Tuesday, April 26, 2016

Apple's revenue drops, first time in 13 years; Twitter earnings fall, shares plunge; Power crisis forces two-day work week in Venezuela

1 Apple’s revenue drops first time in 13 years (Sam Thielman, Rupert Neate & Alex Hern in The Guardian) Apple shares dropped after the company reported a nearly 13% fall in quarterly sales, the first time revenue at the world’s most valuable publicly traded company has declined in 13 years.

Revenue was predicted by Apple itself to fall between $50bn and $53bn – it came in on the low end of that range, with a final tally of $50.6bn, a 13% drop. Apple said the decline would continue, predicting revenue between $41bn and $43bn for the June quarter.

The company had warned investors to brace for impact. The iPhone accounts for nearly 2/3 of Apple’s revenue and the company sold 16% fewer iPhones than it had during the same period in 2015 and made 18% less money from them. The total tally for the device was $32.9bn from 51.2m phones sold – the year previous Apple brought in $40.3bn from 61.2m phones.

Much of the falloff was attributable to the struggling Chinese economy. The nation’s consumer technology sector is in flux, as is the yuan. Still the second-largest market in the world for Apple products behind the US, the Chinese segment of Apple’s dismal report declined by more than a quarter of its value.

It is the first time Apple’s sales have fallen since 2003. Back then, the iPhone didn’t exist.

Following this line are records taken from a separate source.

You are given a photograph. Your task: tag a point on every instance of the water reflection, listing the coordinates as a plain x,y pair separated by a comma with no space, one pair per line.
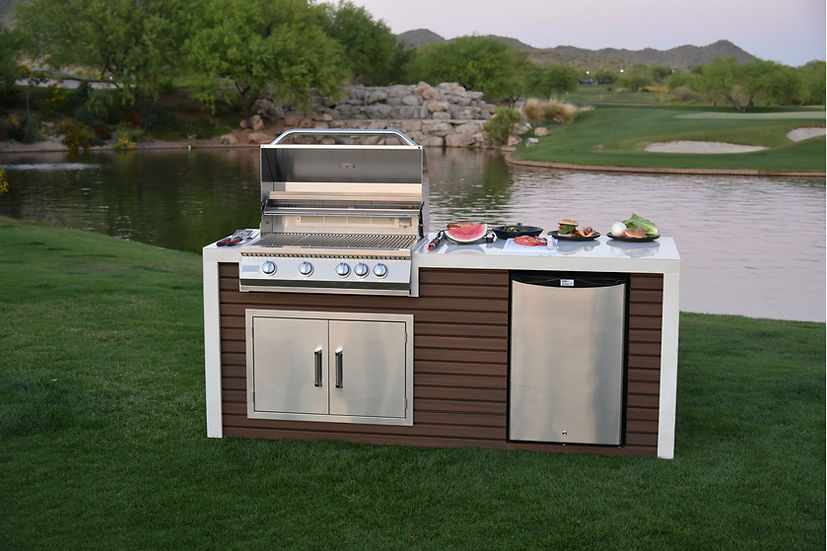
751,246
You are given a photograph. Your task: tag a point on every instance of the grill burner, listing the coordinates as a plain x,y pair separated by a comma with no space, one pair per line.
337,218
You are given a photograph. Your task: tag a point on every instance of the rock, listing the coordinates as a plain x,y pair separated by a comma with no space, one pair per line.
459,140
259,137
412,100
514,140
228,139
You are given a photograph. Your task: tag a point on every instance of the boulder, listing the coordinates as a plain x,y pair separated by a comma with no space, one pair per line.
259,137
228,139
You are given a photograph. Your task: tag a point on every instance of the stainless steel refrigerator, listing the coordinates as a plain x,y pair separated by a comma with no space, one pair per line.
567,345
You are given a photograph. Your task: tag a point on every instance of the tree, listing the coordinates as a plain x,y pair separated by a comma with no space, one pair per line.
552,79
370,48
475,62
262,48
132,44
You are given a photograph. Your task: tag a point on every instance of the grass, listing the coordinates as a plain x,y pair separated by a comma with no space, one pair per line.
613,135
105,447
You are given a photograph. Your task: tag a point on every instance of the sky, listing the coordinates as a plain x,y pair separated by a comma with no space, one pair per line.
785,31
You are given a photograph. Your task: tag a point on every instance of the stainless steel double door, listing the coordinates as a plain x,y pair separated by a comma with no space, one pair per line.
567,358
336,367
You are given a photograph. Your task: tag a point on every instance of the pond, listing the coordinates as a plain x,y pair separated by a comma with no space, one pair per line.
749,246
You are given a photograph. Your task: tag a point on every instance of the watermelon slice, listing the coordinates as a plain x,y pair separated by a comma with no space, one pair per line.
467,234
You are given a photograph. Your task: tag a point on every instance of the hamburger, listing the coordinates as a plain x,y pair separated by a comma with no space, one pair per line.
567,226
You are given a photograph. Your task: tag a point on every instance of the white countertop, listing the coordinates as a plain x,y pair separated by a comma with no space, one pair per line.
601,254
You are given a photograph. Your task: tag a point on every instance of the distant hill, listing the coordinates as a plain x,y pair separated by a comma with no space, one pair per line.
609,58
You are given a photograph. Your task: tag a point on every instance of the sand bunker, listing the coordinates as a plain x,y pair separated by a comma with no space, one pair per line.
806,132
686,146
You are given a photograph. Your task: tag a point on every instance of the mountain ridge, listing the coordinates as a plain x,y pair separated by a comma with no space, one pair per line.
683,56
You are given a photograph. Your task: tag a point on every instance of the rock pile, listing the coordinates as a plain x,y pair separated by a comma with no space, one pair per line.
433,116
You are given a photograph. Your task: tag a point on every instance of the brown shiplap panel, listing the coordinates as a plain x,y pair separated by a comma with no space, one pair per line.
380,439
449,393
233,396
459,330
646,295
641,426
644,349
636,387
641,439
460,419
455,291
233,383
460,381
645,309
644,375
233,359
642,401
459,368
441,276
472,356
644,322
235,334
644,335
644,362
642,414
233,371
473,343
646,281
466,406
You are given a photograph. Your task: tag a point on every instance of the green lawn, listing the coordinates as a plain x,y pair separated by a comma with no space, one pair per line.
616,135
104,439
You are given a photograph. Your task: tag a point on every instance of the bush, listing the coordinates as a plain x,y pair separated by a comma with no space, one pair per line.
76,135
559,112
501,125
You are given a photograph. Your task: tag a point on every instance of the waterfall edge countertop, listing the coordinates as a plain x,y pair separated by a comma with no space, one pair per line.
601,254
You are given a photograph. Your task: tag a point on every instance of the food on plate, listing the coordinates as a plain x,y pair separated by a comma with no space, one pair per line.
634,233
467,234
618,228
649,227
529,241
567,225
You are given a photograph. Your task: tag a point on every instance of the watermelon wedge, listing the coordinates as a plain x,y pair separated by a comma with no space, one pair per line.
467,234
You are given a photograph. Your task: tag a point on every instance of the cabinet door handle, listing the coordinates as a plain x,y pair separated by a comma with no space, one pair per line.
339,368
317,362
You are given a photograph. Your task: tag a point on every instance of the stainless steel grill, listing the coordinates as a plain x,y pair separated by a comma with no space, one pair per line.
338,216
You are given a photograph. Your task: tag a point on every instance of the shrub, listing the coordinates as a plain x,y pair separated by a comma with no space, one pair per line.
75,134
501,125
550,111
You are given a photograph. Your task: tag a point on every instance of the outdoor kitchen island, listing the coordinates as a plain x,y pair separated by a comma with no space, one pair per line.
452,351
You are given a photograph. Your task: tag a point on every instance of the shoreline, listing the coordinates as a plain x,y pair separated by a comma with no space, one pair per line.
50,146
663,170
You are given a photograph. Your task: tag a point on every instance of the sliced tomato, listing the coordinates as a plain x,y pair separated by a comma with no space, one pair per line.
529,241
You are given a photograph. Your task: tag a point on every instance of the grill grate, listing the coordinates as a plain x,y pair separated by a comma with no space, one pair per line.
338,241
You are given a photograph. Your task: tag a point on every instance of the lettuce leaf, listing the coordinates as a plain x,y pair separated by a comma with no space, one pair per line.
639,222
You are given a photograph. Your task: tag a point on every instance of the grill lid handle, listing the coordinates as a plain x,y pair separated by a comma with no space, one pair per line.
342,131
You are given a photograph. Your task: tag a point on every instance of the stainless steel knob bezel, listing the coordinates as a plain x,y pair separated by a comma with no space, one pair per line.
380,270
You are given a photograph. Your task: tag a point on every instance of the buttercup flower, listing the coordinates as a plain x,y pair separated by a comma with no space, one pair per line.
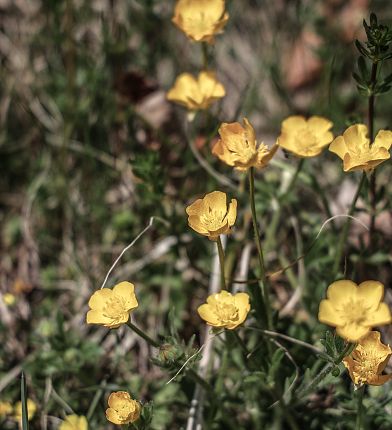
224,310
210,215
357,153
305,138
200,20
354,309
122,409
31,409
368,360
5,409
74,422
237,147
198,93
111,307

Apple was still selling Power Mac computers and had sold only 600,000 iPods. It was the year iTunes was launched, which revolutionized the music business. The iPhone came out in 2007, followed by the iPad, and both were constantly updated, sending the company’s sales to ever higher levels.

But Apple does have big projects underway. It’s probably the worst-kept secret in Silicon Valley that the company is working on an electric car, poaching engineers from Tesla and scouting for test locations in California. And it’s also been hiring engineers and filing patents that also suggest it’s working on a virtual reality device of some sort.

In the meantime it is still piling up cash. It now has a cash mountain of $233bn; more than all the foreign currency reserves across the world and more than the Czech Republic, Peru and New Zealand make in gross domestic product (GDP) a year.


2 Twitter earnings drop, shares plunge (BBC) Twitter's latest earnings results have disappointed investors, coming in below expectations as the firm struggles with weak growth in users and advertising. Shares in Twitter plunged 13.6% after the results were out.

Twitter had 310 million monthly users in the first quarter while revenue was $594.5m, which missed analyst expectations. The company has for years struggled to generate profits from its large base of users. Twitter's revenue forecast for the current quarter was given as between $590m and $610m, also short of what investors had been hoping for.

To boost its stagnant user growth, Twitter has over the past months introduced a new user interface and emphasized its live video offerings. Yet with Facebook launching a similar product, Facebook Live, Twitter still has to prove that its turnaround plan will work.


3 Power crisis forces two-day work week in Venezuela (San Francisco Chronicle) Venezuela's public employees will work only on Monday and Tuesday as the country grapples with an electricity crisis. President Nicolas Maduro announced that the government was slashing working hours for at least two weeks in a bid to save energy.

He said the water level behind the nation's largest dam has fallen to near its minimum operating level thanks to a severe drought. Experts say lack of planning and maintenance is also to blame. The country's socialist administration already gave nearly 3 million public workers Fridays off earlier this month, and initiated daily four-hour blackouts around the country.

The government is now extending the Friday holidays to grade school teachers, though it appears employees of public hospitals and state-run supermarkets will still have to work. Venezuelans reacted with disbelief to the news that most public workers would hardly be going into the office.

Workers will be paid for the days they're sent home. Some have been using their Fridays off to wait in lines to buy groceries and other goods. Others have been going home to watch TV and run the air conditioning, leading critics to say the furlough is not an effective energy-saving measure.

Power outages have been a chronic problem in this oil country. Maduro's predecessor President Hugo Chavez promised to solve the problem in 2010, but little has improved.